Depuis trois mois en effet, Cimgabon est très loin de ses standards en termes de production, car elle du réduire sa marge de manœuvre du fait de plusieurs tonnes de ciment invendues. Au lieu des 20 000 à 23 000 tonnes mensuelles habituelles, l’entreprise a produit en janvier 10 463 tonnes, 11 957 tonnes en février, 12 899 tonnes en mars et 12 385 tonnes en avril.

«Nous ne pouvons continuer à produire si nous ne pouvons vendre. Si ça continue comme ça, c’est la descente aux enfers», a alerté Romain Lokousou. En effet, les contreperformances de l’entreprise s’expliqueraient par la concurrence des importateurs asiatiques notamment, dont les sacs de ciment se vendent mieux, car moins chers et de qualité acceptable. Une activité dont la régulation échapperait aux autorités.

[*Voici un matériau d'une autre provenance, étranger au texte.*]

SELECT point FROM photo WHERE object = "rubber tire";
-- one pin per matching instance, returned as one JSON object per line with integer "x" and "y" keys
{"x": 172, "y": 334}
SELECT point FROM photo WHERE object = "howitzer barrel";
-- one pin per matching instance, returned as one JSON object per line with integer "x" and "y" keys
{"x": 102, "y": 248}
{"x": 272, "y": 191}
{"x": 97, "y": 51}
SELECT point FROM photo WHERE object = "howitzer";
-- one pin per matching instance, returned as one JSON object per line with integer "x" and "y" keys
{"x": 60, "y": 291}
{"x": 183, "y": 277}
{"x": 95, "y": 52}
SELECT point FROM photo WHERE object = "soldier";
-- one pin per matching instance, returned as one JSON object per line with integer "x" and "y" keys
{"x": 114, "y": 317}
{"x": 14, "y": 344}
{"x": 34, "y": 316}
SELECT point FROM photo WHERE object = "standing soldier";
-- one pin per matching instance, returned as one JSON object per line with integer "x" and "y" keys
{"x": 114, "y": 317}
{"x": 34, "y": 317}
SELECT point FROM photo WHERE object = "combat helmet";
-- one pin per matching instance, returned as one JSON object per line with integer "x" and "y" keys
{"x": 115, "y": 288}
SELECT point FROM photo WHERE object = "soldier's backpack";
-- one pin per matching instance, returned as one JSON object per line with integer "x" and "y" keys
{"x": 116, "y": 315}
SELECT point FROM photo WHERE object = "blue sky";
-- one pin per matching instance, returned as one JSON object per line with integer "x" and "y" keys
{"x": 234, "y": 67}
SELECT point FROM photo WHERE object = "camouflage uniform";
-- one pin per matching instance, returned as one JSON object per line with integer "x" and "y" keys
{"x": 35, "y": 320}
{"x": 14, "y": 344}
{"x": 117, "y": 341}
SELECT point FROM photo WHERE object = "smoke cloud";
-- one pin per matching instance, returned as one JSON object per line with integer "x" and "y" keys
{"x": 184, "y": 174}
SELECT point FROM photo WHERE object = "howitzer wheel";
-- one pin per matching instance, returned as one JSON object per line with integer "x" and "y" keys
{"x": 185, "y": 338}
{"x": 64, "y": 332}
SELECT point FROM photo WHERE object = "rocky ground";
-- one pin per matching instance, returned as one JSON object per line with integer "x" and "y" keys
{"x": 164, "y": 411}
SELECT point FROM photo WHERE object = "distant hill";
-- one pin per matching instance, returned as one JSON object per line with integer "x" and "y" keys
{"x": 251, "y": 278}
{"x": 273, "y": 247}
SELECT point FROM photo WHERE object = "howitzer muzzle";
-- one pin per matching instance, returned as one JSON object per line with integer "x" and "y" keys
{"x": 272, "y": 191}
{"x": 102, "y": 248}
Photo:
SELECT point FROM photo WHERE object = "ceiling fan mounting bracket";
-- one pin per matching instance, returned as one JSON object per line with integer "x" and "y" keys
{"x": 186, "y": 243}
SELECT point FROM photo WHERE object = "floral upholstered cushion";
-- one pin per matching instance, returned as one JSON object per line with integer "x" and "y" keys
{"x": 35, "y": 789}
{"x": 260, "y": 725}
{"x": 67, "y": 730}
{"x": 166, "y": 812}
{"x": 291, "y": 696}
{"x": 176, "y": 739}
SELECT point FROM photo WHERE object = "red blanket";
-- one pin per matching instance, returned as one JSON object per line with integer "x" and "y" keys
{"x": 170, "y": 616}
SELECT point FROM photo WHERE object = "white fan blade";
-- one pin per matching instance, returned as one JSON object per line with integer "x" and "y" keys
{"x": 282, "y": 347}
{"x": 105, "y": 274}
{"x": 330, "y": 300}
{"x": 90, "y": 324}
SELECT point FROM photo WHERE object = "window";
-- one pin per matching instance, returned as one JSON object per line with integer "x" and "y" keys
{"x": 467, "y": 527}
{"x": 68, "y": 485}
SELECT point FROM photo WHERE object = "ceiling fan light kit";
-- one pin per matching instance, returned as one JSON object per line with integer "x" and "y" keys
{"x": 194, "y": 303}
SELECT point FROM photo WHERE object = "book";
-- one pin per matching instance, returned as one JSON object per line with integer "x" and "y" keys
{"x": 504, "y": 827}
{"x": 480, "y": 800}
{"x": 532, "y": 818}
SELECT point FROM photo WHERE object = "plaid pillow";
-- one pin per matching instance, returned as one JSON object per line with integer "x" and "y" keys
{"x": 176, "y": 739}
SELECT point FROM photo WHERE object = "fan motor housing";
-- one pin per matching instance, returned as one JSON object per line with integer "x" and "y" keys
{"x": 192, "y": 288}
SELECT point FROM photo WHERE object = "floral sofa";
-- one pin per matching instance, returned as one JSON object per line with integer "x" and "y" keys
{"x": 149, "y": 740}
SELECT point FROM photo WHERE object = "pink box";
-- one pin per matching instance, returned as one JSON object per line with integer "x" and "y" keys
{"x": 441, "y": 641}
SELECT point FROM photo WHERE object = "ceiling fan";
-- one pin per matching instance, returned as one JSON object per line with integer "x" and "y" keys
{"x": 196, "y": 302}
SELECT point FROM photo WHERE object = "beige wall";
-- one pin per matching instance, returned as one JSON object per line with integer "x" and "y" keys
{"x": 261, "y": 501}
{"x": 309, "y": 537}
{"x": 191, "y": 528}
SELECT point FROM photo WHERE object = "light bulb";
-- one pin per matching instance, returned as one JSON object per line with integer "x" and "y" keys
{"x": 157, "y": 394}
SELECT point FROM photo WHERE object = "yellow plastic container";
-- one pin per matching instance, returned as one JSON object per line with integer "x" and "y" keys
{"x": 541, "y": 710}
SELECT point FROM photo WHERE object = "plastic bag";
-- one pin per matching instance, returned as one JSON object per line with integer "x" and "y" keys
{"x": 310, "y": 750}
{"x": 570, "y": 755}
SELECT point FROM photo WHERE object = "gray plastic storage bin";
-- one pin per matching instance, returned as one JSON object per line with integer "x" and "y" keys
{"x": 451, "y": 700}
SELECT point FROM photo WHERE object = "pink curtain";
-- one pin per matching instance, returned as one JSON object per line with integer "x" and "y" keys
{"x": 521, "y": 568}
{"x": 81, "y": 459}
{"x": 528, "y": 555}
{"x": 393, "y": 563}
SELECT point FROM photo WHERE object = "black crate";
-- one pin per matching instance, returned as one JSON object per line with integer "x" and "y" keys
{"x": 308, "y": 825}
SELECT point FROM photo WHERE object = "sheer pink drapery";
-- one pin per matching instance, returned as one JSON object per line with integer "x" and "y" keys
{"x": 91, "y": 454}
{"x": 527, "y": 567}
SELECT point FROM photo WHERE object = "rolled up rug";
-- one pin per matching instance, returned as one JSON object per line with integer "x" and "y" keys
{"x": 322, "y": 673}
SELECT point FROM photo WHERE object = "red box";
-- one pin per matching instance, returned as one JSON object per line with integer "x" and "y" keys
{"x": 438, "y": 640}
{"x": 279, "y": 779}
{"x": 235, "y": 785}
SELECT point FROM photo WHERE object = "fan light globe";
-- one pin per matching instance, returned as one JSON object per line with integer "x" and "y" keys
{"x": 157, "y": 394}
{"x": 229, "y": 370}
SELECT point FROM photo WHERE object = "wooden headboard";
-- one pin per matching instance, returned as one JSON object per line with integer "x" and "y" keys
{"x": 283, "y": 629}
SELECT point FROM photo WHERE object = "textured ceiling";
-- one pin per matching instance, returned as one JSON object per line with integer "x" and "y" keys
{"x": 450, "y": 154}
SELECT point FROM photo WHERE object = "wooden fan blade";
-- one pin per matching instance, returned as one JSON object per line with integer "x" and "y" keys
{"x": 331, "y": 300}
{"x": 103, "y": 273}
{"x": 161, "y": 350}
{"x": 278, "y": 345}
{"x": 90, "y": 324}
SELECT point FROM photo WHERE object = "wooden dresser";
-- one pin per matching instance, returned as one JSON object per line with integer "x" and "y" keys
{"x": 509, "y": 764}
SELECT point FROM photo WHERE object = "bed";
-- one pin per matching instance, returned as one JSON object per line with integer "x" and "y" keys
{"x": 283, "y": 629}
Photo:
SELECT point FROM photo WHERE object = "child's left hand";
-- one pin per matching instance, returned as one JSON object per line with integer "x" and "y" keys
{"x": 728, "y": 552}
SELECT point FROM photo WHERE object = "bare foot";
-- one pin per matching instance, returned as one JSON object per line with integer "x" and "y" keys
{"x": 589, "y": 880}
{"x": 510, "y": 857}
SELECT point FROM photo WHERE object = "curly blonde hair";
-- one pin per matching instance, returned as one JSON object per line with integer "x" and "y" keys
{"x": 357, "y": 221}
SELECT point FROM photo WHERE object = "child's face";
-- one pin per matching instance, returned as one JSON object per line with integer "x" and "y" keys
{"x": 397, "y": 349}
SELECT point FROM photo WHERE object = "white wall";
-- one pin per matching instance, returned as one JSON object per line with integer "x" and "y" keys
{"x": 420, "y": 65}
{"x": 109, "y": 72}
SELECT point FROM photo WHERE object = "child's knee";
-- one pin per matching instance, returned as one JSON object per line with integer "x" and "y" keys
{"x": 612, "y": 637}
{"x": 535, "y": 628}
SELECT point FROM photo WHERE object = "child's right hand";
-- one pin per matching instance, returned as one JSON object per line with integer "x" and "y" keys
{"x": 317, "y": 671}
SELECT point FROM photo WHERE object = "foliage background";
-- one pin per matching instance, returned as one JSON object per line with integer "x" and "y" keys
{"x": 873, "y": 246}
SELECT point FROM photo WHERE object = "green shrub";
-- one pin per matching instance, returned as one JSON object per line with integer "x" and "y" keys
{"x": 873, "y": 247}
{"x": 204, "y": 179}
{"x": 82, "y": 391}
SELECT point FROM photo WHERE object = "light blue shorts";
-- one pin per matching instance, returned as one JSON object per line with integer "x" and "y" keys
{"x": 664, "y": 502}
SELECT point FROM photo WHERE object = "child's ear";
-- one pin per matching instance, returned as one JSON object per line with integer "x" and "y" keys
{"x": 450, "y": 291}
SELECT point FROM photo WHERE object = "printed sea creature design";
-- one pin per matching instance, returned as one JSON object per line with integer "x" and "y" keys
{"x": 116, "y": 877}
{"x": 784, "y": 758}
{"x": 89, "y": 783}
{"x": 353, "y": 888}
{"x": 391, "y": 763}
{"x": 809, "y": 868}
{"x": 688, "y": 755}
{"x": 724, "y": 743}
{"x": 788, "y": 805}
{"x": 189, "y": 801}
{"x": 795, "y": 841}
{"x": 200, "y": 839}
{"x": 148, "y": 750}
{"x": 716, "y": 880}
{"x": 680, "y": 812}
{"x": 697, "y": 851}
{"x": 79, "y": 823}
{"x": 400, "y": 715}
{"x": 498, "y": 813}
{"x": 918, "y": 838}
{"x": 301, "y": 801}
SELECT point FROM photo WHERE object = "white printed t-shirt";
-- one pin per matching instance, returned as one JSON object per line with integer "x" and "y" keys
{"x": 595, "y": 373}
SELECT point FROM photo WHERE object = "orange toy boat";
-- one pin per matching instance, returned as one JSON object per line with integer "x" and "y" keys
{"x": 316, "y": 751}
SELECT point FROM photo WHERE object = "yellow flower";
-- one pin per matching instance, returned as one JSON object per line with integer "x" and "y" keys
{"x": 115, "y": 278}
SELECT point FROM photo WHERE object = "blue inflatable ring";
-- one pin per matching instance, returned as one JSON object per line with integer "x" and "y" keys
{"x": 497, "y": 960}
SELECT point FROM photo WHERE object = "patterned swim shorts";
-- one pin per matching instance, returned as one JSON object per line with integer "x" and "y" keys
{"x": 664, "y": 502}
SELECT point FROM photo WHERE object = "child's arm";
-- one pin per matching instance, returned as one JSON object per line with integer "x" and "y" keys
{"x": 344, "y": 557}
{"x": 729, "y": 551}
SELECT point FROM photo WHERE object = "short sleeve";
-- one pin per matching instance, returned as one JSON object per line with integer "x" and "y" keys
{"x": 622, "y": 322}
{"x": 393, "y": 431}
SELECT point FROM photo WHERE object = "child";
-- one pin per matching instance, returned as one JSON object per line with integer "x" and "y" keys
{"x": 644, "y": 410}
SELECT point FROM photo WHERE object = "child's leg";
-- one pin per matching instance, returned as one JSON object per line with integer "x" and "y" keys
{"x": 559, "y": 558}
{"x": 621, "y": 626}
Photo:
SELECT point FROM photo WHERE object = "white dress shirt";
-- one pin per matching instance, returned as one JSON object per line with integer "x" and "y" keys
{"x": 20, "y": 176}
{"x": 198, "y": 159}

«Nous ne demandons pas l’interdiction de l’importation de ciment, mais une régulation de son importation. Autrement dit, une régulation de la concurrence déloyale qui se serait installé sur le marché  du ciment», a affirmé une source proche de la société, citée par L’union. Pour contrer un temps soit peu cette situation, Cimgabon s’est engagée dans une politique de redéploiement caractérisée par la vente de proximité. Mais est-ce suffisant pour sortir l’entreprise du rouge ? On en saura certainement un peu  plus dans les mois à venir.

Crée en 1978 sous l’appellation de Ciment du Gabon par l’État, la société a été rachetée en 2000 dans le cadre du processus de privatisation des entreprises publiques, par le groupe norvégien Scancem qui détient 75% du capital et l’État 25%. En 2005, l’entreprise avait connu d’énormes difficultés de fonctionnement de ses installations qui avaient entrainé une pénurie de ciment dans le pays. Une situation qui a conduit le gouvernement à casser son monopole, en autorisant l’importation du ciment de l’étranger, notamment de la Chine pour juguler la pénurie.